If you are self-employed as either a sole trader, or are a partner in a business partnership it is important you keep all records of business income and expenses for your Tax Return. You also need to keep copies of other paperwork that helped you to fill in your return, such as copies of dividend vouchers or bank interest statements.
There are no rules on how you should keep your records; they can be on paper, disc or computer. However, you may be charged a penalty if your books are inaccurate or are not complete and legible.
A simple way to keep your records safe is storing them in a box or folder, and marking it with the date so you can easily keep track. If your records are destroyed, stolen or lost and cannot be replaced, you will have to recreate them, so make sure you keep them safe. If you do have to recreate your records, if you are using estimated or provisional figures when filing your Tax Return, you need to tell HM Revenue and Customs.
You must keep your records for at least five years from the 31st January following the tax year that the tax return relates to. If you submitted your tax return late then you will need to keep them a little longer.

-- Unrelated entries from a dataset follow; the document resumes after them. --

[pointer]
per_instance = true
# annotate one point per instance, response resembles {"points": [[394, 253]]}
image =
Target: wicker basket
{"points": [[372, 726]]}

If you operate as a Limited company, you need to keep your records for at least 6 years, from the end of the financial year.
You might need to keep records for longer for a few reasons, such as if a transaction covers more than one accounting period, if your company has bought an item that is expected to last longer than 6 years, for example specific equipment, if a tax return is sent in late, or if HM Revenue and Customs have started a compliance check into your Tax Return.
Therefore make sure to keep your books and records safe once they have returned from the accountants and wait the allotted years before you think about having that bonfire!